Le bonheur est dans le jardin

Publiée le 15 juin 2021

Le bonheur est dans le jardin

Jardins partagés

Ici et là dans l’espace public, les habitant-e-s de tout âge s’emparent avec enthousiasme des opportunités de mettre les mains dans la terre. Un moyen de (re)prendre contact avec la nature et de cultiver le lien social.

II faut voir ses yeux quand elle parle des légumes qu’elle fait pousser : des tomates, des carottes, des poivrons, des salades, des épinards, des aubergines et « même des concombres des Antilles », sa terre d’origine. En ce mardi 1er juin éclairé par un soleil estival, Julie, retraitée, jardine la parcelle qu’elle possède depuis trois ans dans les jardins partagés de Carême-Prenant. « Je viens tous les jours, le matin ou l’après-midi, et parfois le matin et l’après-midi, sourit-elle. Je vis en appartement, alors je suis contente d’avoir mon petit jardin. C’est un peu dur à cause de mon dos qui me fait mal, mais ça m’aère l’esprit : quand on est dedans, on oublie tout ! » Dans un milieu très urbanisé comme La Courneuve, les heureux bénéficiaires des parcelles inaugurées en 2015 viennent chercher un îlot de respiration et de verdure.

73% c’est le pourcentage de Français-e-s pour lesquels l’entretien d’un jardin est une source de plaisir

« On a différents profils, des personnes à la retraite, des couples, des jeunes et des familles, mais ils cherchent tous à se rapprocher de la nature», indique Azzouz Kajout, responsable de l’association qui gère les jardins partagés depuis 2019. Se rapprocher de la nature et du vivant, renouer avec le temps long et le rythme des saisons, c’est aussi ce qui attend les élèves de CM2 de l’école élémentaire Paul-Langevin venus ce même jour au potager de la Reine, dans le cadre du Plan d’éducation artistique et culturelle (PEAC). Encadrés par Monte Laster et Dee Curtis de l’association FACE et par leur enseignante, elles et ils grattent la terre, plantent des topinambours, arrosent les plantes au tuyau et à l’arrosoir, observent les vers de terre et les coccinelles et cueillent des fleurs et des feuilles pour composer leur herbier. « Ça sent trop bon ça, c’est quoi ? » demande Fahim en frottant avec énergie les tiges d’un fenouil.
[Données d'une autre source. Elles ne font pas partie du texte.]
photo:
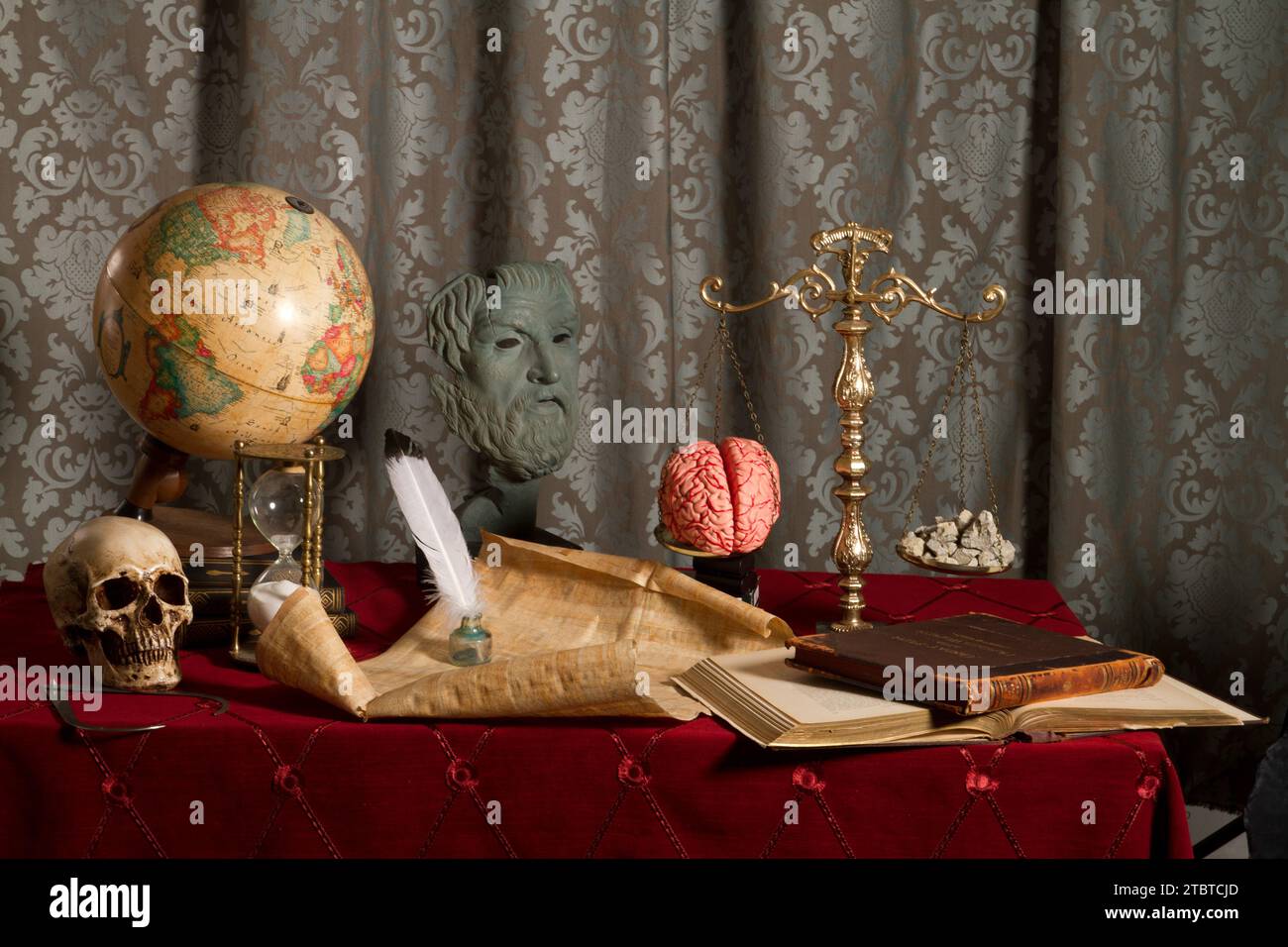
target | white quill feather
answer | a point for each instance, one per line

Le jardinage, un outil de partage

Les enfants engagés dans ce projet ont parfois un rapport à la terre bien plus important que ce que l’on pourrait imaginer de la part de petits citadin-e-s. Certain-e-s, comme Davud, sont déjà familiers de ce drôle d’arbuste au feuillage soyeux et argenté planté au milieu du potager, l’Artemisia absinthium. « Mon papi en Turquie en met toujours dans son thé ! » explique-t-il aux membres de FACE, avant d’évoquer les ruches et le miel de sa grand-mère. Le jardin permet ainsi de partager des souvenirs et des connaissances, de nouer des conversations et des relations. «C’est tout le principe de notre potager : montrer qu’un espace vert peut créer du lien social entre les habitants d’un quartier ou d’une ville, entre les générations, entre les cultures…» confirme Monte Laster.
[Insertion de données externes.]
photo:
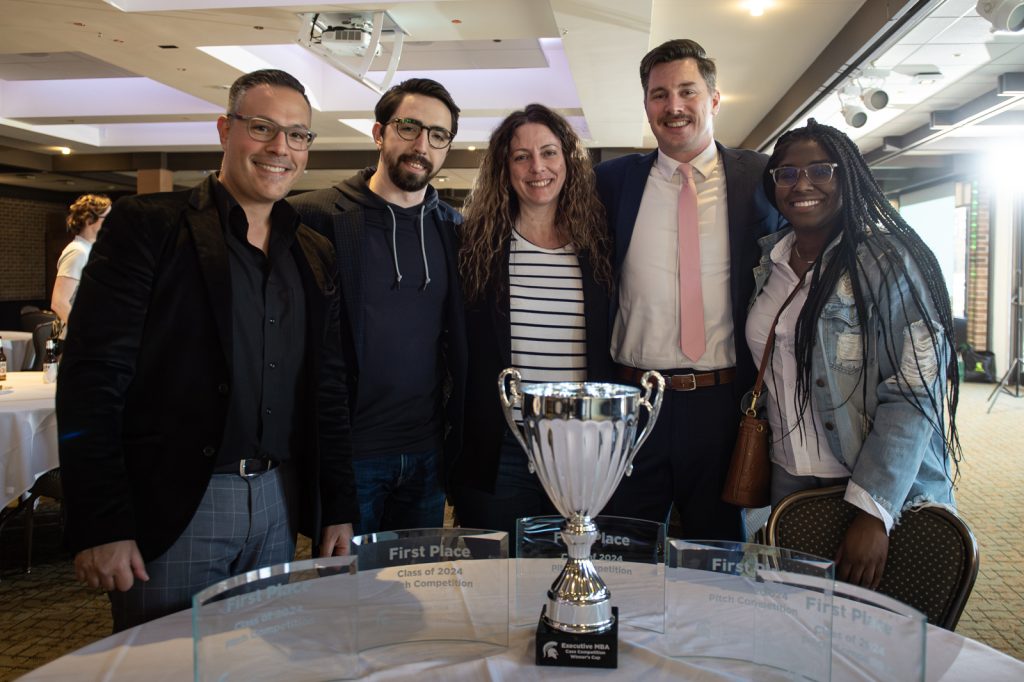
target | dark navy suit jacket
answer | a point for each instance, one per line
(621, 183)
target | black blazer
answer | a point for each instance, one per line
(143, 384)
(621, 183)
(341, 220)
(489, 335)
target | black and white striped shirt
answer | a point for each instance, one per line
(549, 333)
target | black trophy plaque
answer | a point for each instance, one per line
(565, 649)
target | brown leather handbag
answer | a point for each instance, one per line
(749, 480)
Pour batailler contre les escargots, les limaces et les chenilles, contrer les effets du gel et faire face à tous les autres aléas du jardinage, il vaut mieux effectivement la jouer collectif. Face aux intrusions dans les jardins de Carême-Prenant, Azzouz Kajout a décidé d’impliquer les enfants du quartier dans le projet. « Certains envoyaient leur ballon dans les parcelles, alors je les ai fait entrer, je leur ai donné des pelles pour creuser la terre et je leur ai expliqué ce qu’est un potager : de l’or noir ! Ils ont bien compris. Le dialogue, c’est ce qu’il y a de plus important. »
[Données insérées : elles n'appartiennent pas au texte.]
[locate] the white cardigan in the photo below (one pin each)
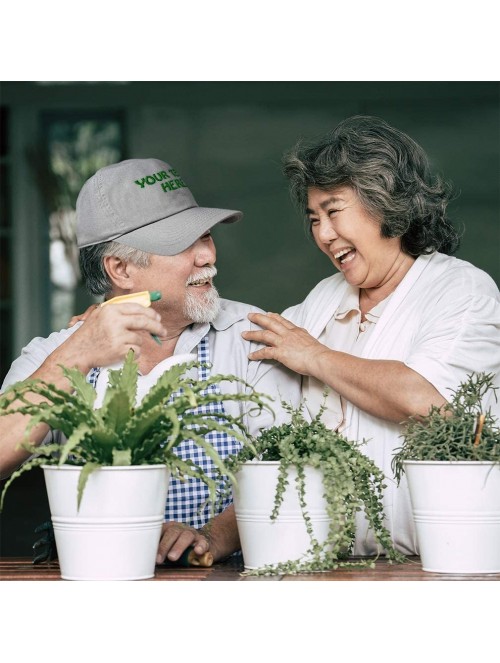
(442, 321)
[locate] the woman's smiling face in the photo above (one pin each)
(350, 236)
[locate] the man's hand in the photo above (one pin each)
(176, 538)
(219, 537)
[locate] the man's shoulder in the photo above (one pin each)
(34, 354)
(233, 312)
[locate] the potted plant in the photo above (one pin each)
(296, 496)
(107, 483)
(451, 460)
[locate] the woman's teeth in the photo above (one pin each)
(202, 282)
(349, 253)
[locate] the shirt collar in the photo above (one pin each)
(193, 334)
(350, 302)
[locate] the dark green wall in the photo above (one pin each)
(227, 139)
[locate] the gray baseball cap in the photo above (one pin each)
(145, 204)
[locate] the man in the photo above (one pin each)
(139, 228)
En plus de l’aide de Plaine Commune qui a, par exemple, fourni des bacs à compost et organisé un atelier sur le compostage, et de la Ville, les jardinier-ère-s de Carême-Prenant peuvent compter les uns sur les autres et ont créé un groupe WhatsApp pour échanger. « C’est important l’entraide, insiste Ahmed, qui a demandé une parcelle en 2020 pour partager une « aventure » avec son beau-père. Quand on démarre, on ne connaît rien. C’est un autre jardinier qui m’a appris que les séparateurs en bois que j’ai installés attirent les vers et les asticots. » Parmi les «mentors», comme les appelle Azzouz Kajout, celles et ceux qui prodiguent conseils et coups de main, il y a Muhammad. Il s’est mis au jardinage en 2015 pour rester actif et prendre de la distance face à ses nombreux problèmes de santé. Sa dernière trouvaille ? Des bouteilles de plastique recyclées en fraisiers suspendus. « J’ai vu ça sur YouTube ! » lance-t-il avec fierté. Dans les jardins, ce sont aussi les idées qui fleurissent.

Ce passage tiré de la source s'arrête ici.